Cependant le but de Lasse Schmidt Hansen n’est pas seulement d’exposer des œuvres, mais aussi de montrer l’espace dans lequel elles sont montrées. C’est aussi son expression que de montrer ce qu’est son œuvre en montrant ce qui ne l’est pas, en l’occurrence l’espace d’exposition. Ceci est évident dans l’éclairage que l’artiste a choisi dans son exposition. Il n’a pas placé les 9 spots en fonction des pièces qu’il montre. A la place, il a gardé l’installation des spots dans la position exacte que pour l’exposition précédente. Finalement, l’éclairage éclaire accidentellement certaines parties des œuvres de l’exposition.
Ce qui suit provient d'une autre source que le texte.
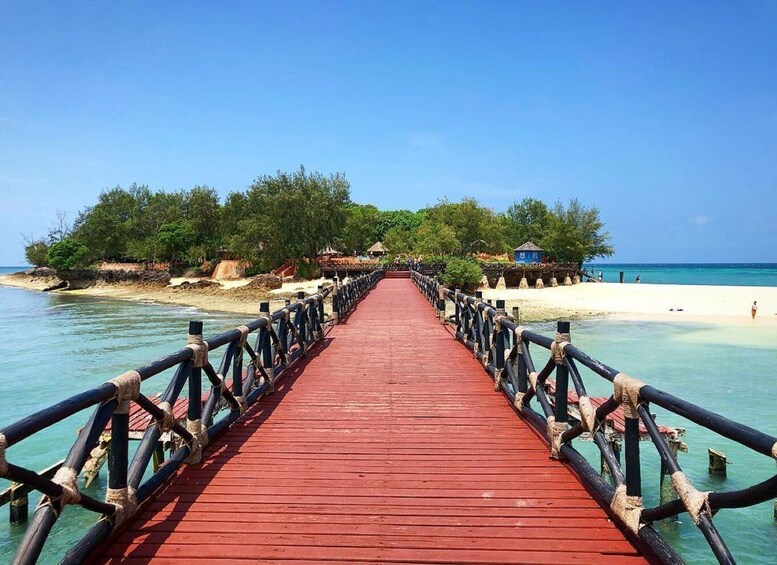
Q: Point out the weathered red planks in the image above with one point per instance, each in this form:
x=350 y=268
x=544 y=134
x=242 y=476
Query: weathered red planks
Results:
x=390 y=447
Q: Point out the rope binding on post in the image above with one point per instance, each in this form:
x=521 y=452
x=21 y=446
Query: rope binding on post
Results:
x=125 y=501
x=626 y=393
x=694 y=500
x=557 y=347
x=200 y=348
x=627 y=508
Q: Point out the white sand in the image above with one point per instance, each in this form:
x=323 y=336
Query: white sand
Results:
x=644 y=301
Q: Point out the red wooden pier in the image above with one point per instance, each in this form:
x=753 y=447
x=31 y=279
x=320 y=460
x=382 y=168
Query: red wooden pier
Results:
x=387 y=445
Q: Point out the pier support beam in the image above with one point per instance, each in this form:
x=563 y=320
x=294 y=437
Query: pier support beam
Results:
x=604 y=470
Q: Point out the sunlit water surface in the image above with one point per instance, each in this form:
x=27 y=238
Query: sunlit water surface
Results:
x=55 y=345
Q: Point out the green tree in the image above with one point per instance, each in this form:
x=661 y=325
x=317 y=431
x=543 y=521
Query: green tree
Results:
x=405 y=219
x=462 y=273
x=175 y=239
x=360 y=230
x=67 y=254
x=202 y=210
x=575 y=234
x=104 y=228
x=35 y=252
x=475 y=226
x=434 y=238
x=398 y=240
x=526 y=221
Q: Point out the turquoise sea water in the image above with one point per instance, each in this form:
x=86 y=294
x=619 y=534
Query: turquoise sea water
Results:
x=723 y=274
x=55 y=345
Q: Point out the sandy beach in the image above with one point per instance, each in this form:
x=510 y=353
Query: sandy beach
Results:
x=230 y=296
x=729 y=304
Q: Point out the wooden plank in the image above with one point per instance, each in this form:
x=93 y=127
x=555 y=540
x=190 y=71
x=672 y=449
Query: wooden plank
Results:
x=389 y=447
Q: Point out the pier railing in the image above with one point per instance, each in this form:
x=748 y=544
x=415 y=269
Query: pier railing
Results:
x=507 y=352
x=281 y=339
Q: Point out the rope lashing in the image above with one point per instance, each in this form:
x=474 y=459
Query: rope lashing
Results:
x=269 y=378
x=199 y=440
x=557 y=347
x=555 y=429
x=627 y=508
x=626 y=392
x=3 y=462
x=125 y=501
x=66 y=478
x=200 y=348
x=518 y=340
x=533 y=380
x=127 y=390
x=243 y=335
x=587 y=414
x=694 y=501
x=168 y=418
x=242 y=404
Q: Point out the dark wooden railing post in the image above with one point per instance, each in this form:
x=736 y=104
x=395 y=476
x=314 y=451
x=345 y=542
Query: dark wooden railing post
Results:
x=631 y=453
x=458 y=306
x=335 y=301
x=265 y=343
x=320 y=313
x=301 y=321
x=562 y=377
x=194 y=409
x=502 y=342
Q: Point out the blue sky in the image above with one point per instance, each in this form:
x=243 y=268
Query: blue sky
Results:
x=662 y=114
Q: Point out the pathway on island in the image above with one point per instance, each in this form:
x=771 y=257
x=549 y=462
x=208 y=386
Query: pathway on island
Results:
x=388 y=445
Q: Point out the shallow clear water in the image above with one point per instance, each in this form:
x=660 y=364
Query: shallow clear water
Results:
x=723 y=274
x=55 y=345
x=699 y=363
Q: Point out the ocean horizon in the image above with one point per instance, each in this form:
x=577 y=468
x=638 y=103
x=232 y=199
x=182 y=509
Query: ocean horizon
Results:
x=95 y=339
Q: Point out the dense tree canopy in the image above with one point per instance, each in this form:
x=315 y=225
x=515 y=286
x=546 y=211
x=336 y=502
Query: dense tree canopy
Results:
x=293 y=216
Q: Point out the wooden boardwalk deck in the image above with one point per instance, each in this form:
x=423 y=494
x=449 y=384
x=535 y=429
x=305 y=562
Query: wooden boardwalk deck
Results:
x=389 y=446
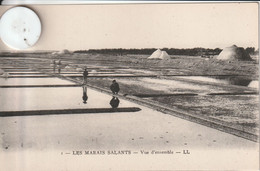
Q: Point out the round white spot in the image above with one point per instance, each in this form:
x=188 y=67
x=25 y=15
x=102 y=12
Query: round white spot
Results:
x=20 y=28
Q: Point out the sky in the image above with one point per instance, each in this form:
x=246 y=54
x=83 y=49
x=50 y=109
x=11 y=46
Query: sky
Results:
x=207 y=25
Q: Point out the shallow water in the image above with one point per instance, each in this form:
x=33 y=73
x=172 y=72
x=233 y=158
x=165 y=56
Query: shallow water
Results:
x=225 y=80
x=14 y=99
x=33 y=81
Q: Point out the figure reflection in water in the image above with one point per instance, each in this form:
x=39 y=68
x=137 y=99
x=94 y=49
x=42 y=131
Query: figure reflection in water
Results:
x=54 y=66
x=59 y=66
x=114 y=102
x=114 y=87
x=84 y=97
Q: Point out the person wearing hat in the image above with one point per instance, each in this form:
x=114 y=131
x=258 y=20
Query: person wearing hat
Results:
x=114 y=87
x=114 y=102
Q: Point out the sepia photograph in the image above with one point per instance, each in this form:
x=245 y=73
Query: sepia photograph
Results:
x=129 y=86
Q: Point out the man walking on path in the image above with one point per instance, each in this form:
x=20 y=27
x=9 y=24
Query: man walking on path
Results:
x=114 y=87
x=85 y=96
x=85 y=75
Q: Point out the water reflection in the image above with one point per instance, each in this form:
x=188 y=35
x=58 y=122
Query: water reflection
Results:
x=233 y=80
x=114 y=102
x=85 y=96
x=56 y=65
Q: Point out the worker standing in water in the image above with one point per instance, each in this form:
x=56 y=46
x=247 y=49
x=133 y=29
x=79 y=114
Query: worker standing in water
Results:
x=85 y=75
x=85 y=96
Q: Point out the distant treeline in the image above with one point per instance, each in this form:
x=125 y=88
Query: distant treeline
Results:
x=170 y=51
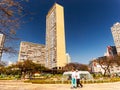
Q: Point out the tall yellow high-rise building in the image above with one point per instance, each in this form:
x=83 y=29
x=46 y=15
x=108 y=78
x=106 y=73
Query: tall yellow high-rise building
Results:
x=55 y=38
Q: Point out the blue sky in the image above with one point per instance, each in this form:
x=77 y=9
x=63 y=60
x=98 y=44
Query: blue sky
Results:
x=87 y=26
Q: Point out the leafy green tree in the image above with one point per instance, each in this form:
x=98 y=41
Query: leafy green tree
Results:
x=107 y=62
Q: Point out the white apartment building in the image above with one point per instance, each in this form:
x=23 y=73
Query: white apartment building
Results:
x=115 y=29
x=2 y=39
x=32 y=51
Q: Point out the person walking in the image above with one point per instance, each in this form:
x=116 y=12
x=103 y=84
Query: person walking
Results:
x=78 y=79
x=73 y=79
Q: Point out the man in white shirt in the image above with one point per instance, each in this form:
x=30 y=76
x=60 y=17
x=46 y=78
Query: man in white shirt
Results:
x=78 y=79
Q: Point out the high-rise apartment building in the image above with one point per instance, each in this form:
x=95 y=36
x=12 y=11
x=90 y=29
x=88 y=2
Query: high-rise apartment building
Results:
x=116 y=36
x=55 y=38
x=32 y=51
x=2 y=39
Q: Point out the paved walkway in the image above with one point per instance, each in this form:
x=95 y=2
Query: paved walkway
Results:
x=18 y=85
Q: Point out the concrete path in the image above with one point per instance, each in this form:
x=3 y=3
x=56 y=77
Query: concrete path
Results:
x=19 y=85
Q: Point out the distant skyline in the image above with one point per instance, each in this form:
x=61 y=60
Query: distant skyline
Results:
x=87 y=26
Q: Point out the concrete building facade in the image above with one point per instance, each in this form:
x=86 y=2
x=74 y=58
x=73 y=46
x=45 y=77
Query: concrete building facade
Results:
x=32 y=51
x=2 y=39
x=55 y=38
x=115 y=29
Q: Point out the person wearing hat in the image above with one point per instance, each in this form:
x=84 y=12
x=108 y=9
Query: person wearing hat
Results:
x=78 y=79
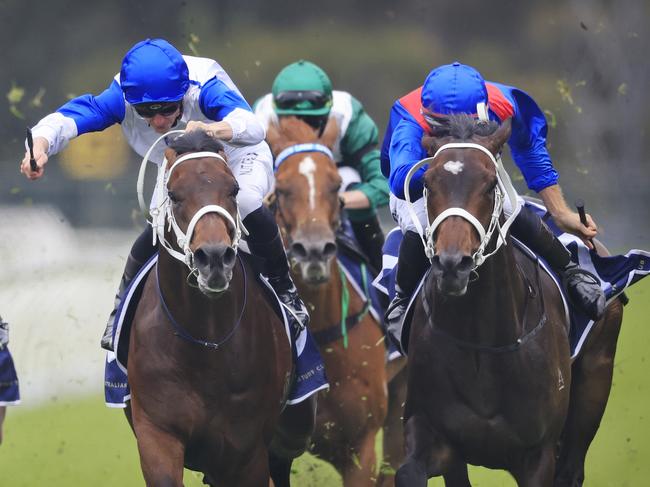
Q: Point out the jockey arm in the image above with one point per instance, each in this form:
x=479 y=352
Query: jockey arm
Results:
x=528 y=147
x=405 y=151
x=359 y=150
x=86 y=113
x=234 y=121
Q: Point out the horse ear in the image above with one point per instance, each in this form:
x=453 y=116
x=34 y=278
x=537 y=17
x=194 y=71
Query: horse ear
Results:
x=171 y=156
x=330 y=133
x=431 y=144
x=499 y=137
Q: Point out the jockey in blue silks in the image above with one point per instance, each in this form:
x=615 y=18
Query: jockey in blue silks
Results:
x=460 y=89
x=159 y=89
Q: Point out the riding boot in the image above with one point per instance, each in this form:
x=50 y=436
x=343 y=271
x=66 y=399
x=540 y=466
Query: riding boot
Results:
x=412 y=263
x=371 y=239
x=581 y=286
x=141 y=251
x=264 y=241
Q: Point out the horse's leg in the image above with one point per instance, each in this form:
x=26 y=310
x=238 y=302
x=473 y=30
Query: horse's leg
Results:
x=421 y=443
x=291 y=438
x=591 y=382
x=393 y=434
x=457 y=476
x=255 y=473
x=3 y=412
x=161 y=456
x=536 y=468
x=362 y=469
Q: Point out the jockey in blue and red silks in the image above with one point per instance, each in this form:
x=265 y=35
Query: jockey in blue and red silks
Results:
x=159 y=89
x=460 y=89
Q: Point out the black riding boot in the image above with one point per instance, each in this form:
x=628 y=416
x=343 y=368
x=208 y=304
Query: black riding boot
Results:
x=264 y=241
x=581 y=286
x=141 y=252
x=411 y=265
x=371 y=239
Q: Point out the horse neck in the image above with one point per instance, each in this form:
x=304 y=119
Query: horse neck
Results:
x=492 y=310
x=324 y=300
x=190 y=307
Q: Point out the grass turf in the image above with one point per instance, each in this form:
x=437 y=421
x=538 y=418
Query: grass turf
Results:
x=79 y=442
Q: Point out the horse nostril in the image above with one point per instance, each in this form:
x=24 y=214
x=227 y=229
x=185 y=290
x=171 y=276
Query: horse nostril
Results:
x=201 y=258
x=329 y=250
x=298 y=250
x=229 y=257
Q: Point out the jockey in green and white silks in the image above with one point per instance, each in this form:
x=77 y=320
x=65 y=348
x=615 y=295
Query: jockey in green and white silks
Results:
x=304 y=90
x=159 y=89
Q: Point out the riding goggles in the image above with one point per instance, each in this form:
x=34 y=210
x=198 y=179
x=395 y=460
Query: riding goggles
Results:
x=307 y=100
x=150 y=110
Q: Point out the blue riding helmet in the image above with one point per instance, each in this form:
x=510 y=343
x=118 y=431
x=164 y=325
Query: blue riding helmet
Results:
x=453 y=89
x=154 y=71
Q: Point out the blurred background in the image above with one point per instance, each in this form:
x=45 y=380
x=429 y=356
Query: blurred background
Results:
x=65 y=237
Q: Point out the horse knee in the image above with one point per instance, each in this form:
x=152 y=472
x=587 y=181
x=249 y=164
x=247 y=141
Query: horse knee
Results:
x=411 y=474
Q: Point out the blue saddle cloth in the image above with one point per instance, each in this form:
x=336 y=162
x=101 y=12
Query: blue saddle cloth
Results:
x=309 y=370
x=9 y=391
x=615 y=273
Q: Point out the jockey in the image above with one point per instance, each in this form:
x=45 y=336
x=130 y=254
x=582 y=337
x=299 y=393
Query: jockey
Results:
x=159 y=89
x=303 y=90
x=456 y=89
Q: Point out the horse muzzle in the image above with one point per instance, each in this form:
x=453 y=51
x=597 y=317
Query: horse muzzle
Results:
x=214 y=263
x=313 y=259
x=452 y=272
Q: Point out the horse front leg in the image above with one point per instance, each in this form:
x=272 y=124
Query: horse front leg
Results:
x=537 y=468
x=427 y=455
x=161 y=456
x=3 y=412
x=393 y=434
x=360 y=469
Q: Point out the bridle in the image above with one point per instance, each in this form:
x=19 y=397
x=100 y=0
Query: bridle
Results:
x=273 y=202
x=162 y=215
x=504 y=188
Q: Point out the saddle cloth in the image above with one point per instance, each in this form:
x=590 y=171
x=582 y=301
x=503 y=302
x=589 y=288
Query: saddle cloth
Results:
x=615 y=273
x=9 y=392
x=309 y=370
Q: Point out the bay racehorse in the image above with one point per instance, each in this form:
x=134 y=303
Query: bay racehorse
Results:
x=490 y=381
x=308 y=211
x=209 y=361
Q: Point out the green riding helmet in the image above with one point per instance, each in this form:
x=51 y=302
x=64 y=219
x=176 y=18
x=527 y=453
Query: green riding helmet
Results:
x=302 y=88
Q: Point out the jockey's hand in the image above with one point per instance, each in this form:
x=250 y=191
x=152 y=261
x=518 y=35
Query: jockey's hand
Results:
x=569 y=221
x=41 y=146
x=218 y=130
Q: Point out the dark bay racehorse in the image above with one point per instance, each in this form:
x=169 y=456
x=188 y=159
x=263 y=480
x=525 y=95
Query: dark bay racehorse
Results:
x=490 y=377
x=307 y=209
x=209 y=363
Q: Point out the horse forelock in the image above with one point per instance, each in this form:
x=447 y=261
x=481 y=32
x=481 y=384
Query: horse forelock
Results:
x=464 y=127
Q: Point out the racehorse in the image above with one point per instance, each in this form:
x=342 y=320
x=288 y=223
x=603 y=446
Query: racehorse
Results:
x=209 y=361
x=308 y=211
x=490 y=381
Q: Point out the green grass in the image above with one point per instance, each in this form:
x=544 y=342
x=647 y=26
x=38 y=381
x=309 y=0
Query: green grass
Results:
x=79 y=442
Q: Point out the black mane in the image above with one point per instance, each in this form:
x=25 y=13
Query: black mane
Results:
x=464 y=127
x=195 y=141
Les nouvelles œuvres de Lasse Schmidt Hansen sont évasives. Il a fait de son mieux pour qu’elles le soient, tant et si bien, qu’elles ne sont ni «nouvelles» ni même des «œuvres» proprement dites. Cependant, s’il fallait déterminer l’objet de ce travail, il serait de savoir comment introduire de nouvelles œuvres dans le monde. Non seulement concernant les lumières du plafond mais toutes les autres pièces de l’exposition. Pour exemple, les marques sur les contre-plaqués, Other Activities, indiquent qu’ils ont été utilisés pour fabriquer une pièce plus ancienne; une petite pièce de quatre murs montrant une troisième pièce.
Cette pièce qui nous ramène à un travail précédent et à des pièces plus anciennes est ainsi difficile à appréhender dans son ensemble comme une pièce autonome. Il est difficile de déterminer où le travail de Lasse Schmidt Hansen a commencé et où il se termine. Cela ne veut pas dire qu’il échappe à la définition de l’œuvre en tant que pièce, puisque s’en éloigner est simplement devenu une autre façon de faire des œuvres d’art dans le paradigme de l’art contemporain où le minimal, l’éphémère et le performatif sont considérés comme particulièrement nobles. Cependant, ce qui rend la pièce de Lasse Schmidt Hansen, Other Activities, insaisissable en tant qu’œuvre d’art contemporaine est la façon dont Lasse Schmidt Hansen cherche ce qu’il considère comme une définition de l’œuvre d’art en général, c’est-à -dire, à la fois une activité et un produit.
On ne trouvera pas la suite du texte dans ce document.